Dr. Nash regrets that I have "inexplicably ignored the greater tragedy" that the National Cholesterol Education Panel's guidelines are not scrupulously followed. I agree there exist undertreated groups (for example, compliant middle-aged men who are at high risk for cardiovascular disease and have no history of psychiatric disease or alcohol abuse receive overall mortality benefit with statins and should definitely be treated), but this is irrelevant to the issue of whether other selected populations may receive no mortality benefit or accessory risk for violence. Dr. Nash charges that the meta-analyses were not prospective trials; however, meta-analyses never are. His characterization of trials included in these meta-analyses, such as the Helsinki trial and the Lipid Research Clinics Coronary Primary Prevention trial, as not randomized or prospective is erroneous.

Although recent statin trials have not shown increased violence despite marked reductions in cholesterol levels, these findings do not extinguish the issue. These trials exclude persons in whom an effect may most likely be seen: those at increased prior risk for violence (such as those with a history of alcohol abuse or psychiatric illness or those who are noncompliant with treatment). Moreover, cholesterol may serve as a marker for a fatty acid (or some other factor) that more proximally relates to violence and that may be variably affected by different cholesterol-lowering treatments [1].

Dr. Goldstein declares that the true connection is a hunger-aggression link. However, some meta-analyses have shown significantly increased rates of violent deaths in persons assigned to drug treatment despite a diet identical to that received by the placebo group. Moreover, primates show increased violence with a cholesterol-reducing diet despite ad libitum feeding with no weight loss. Hunger may indeed induce curmudgeonliness, perhaps through alterations in serotonin levels [2], but some cholesterol-lowering strategies are linked to low serotonin levels or violence without the intermediate of hunger.
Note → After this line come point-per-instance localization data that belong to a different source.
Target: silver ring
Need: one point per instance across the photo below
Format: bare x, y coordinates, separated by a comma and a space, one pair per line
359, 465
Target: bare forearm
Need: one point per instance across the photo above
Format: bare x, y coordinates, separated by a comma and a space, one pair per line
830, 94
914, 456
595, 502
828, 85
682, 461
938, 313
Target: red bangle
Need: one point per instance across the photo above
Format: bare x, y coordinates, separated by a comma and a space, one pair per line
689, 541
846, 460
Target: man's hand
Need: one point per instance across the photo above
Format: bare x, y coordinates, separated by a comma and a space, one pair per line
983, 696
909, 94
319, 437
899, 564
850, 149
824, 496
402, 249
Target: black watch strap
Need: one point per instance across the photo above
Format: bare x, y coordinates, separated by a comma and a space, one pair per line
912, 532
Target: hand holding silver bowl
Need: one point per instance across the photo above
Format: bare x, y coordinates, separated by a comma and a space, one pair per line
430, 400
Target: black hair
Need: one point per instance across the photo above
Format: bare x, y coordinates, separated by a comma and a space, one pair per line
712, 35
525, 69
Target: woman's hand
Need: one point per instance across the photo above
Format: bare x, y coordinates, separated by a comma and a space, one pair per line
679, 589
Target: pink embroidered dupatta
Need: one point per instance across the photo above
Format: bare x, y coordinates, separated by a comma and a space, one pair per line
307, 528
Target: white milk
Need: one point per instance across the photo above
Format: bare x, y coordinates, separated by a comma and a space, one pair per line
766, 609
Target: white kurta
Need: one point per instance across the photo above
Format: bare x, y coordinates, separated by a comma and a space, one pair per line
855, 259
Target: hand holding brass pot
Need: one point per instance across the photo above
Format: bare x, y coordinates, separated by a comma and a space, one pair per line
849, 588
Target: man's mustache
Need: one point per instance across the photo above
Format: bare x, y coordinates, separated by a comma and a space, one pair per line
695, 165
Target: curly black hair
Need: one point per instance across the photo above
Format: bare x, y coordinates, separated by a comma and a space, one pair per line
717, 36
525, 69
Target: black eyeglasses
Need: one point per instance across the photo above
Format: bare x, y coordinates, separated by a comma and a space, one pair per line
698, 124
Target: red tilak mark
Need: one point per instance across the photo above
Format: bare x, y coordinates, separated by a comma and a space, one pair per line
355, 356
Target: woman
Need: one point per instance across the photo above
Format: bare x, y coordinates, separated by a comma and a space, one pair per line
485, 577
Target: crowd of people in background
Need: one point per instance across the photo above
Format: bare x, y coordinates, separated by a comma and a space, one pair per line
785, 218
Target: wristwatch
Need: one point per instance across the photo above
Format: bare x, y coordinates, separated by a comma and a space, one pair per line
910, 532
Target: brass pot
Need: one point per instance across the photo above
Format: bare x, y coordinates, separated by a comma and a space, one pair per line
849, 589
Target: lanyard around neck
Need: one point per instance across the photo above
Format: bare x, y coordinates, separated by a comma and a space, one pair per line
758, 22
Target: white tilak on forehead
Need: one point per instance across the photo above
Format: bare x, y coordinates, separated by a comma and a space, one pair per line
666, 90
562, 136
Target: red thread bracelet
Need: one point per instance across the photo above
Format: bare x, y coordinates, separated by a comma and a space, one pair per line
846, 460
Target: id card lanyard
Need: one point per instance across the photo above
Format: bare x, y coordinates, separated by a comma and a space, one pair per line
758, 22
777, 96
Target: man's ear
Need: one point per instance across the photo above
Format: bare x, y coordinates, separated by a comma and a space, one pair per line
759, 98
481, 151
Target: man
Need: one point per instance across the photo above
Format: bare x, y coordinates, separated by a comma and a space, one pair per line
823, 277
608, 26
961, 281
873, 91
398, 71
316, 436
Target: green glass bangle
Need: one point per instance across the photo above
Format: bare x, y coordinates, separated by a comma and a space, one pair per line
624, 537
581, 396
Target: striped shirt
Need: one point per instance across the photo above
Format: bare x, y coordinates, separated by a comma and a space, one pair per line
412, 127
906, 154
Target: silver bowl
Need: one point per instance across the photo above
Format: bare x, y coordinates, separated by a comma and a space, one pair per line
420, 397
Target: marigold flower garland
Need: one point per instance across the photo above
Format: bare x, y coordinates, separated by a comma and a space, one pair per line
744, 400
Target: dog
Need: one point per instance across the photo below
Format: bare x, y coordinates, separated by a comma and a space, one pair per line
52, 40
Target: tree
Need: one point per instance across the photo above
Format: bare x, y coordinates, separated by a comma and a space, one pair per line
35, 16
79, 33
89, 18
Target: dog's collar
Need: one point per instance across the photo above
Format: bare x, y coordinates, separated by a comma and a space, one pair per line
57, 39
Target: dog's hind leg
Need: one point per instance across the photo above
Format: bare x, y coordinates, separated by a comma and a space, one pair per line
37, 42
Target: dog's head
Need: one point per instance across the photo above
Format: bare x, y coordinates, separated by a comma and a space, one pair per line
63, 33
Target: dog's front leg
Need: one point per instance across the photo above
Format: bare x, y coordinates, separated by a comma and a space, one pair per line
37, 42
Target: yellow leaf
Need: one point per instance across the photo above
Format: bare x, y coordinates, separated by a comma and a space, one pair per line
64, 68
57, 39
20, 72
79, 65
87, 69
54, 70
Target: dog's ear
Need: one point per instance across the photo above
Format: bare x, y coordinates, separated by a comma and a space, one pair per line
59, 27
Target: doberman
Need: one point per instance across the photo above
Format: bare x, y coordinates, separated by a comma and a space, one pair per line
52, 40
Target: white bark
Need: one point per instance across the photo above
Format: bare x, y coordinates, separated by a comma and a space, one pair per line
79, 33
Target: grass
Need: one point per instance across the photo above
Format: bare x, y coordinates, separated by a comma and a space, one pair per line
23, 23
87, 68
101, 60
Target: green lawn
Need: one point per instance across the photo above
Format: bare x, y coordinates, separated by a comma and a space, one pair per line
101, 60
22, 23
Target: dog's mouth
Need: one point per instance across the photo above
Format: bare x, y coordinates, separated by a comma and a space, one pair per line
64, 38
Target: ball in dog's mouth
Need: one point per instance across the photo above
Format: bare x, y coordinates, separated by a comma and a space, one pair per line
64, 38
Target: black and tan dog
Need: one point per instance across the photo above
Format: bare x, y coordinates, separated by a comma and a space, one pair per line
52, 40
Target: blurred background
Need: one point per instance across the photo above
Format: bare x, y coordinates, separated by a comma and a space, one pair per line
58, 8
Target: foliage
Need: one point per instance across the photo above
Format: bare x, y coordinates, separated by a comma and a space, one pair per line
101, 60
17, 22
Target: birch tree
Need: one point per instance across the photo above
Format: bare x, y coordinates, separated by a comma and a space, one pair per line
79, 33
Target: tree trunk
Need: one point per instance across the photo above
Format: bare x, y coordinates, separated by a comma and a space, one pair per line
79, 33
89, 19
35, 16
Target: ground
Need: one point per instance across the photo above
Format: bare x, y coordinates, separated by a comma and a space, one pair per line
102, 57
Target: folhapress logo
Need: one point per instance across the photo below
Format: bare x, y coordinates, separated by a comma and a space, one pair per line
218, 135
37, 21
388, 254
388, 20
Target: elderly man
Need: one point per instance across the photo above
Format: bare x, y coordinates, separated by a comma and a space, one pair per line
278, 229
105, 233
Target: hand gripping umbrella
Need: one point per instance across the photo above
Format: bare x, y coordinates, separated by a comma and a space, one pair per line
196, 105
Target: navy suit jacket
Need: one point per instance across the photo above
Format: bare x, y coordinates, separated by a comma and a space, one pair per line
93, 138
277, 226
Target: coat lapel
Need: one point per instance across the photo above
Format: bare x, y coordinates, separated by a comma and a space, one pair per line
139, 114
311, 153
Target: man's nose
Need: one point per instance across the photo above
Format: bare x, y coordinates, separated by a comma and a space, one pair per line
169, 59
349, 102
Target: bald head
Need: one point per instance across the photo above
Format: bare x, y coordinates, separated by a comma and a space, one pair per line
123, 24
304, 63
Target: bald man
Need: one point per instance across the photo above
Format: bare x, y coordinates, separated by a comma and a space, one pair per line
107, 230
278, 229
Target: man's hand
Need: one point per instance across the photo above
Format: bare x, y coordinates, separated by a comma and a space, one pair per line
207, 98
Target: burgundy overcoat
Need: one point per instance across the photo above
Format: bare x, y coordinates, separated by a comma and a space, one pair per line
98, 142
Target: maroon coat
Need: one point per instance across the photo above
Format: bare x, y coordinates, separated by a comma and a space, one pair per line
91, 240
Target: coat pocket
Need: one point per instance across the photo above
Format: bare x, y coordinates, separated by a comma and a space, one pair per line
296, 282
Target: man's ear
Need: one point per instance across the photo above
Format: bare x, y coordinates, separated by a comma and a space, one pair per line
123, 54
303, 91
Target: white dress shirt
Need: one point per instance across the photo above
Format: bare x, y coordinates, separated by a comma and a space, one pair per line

Faustman and colleagues observe that their study, which I included in my paper for the sake of completeness, did not support a relation between cholesterol and serotonin. I agree; however, their design enforced high variability in both cholesterol (single measure) and serotonin (psychiatric convenience sample, with variable past use of serotonergic drugs potentially adding noise to serotonin measures). A study without these design flaws did show a significant association [3] that was in conformance with experimental findings in primates [4, 5].

In response to Dr. Weinberger, I offer my own precis in iambic heptameter:

"The time has come to spur debate, to terminate the silence

Enshrouding low or lowered blood cholesterol and violence,

Can thoughtful new approaches make the true relation clear?

With which designs of study will the findings reappear?

Do risks of harm confine themselves to he (or she) who's treated

Or will some injure others when an argument is heated?

While step II diets help your heart, do they engender thugs-

Or is the risk exclusively with certain kinds of drugs?

Is there some novel membrane need, some crucial fatty acid

That switches the susceptible to rancorous from placid?

And speaking of susceptible, who will, indeed, succumb?

Are those depressed at higher risk? Or those who favor rum?

Can blood tests, questionnaires or news of past proclivity,

Predict the likelihood of drug-spawned impulsivity?

In light of the recurrent issues, yet with us this season,

To ask such questions shouldn't still be deemed an act of treason.

The struthious ignore these matters: Hail the status quo!

But maybe-maybe-careful study is the way to go."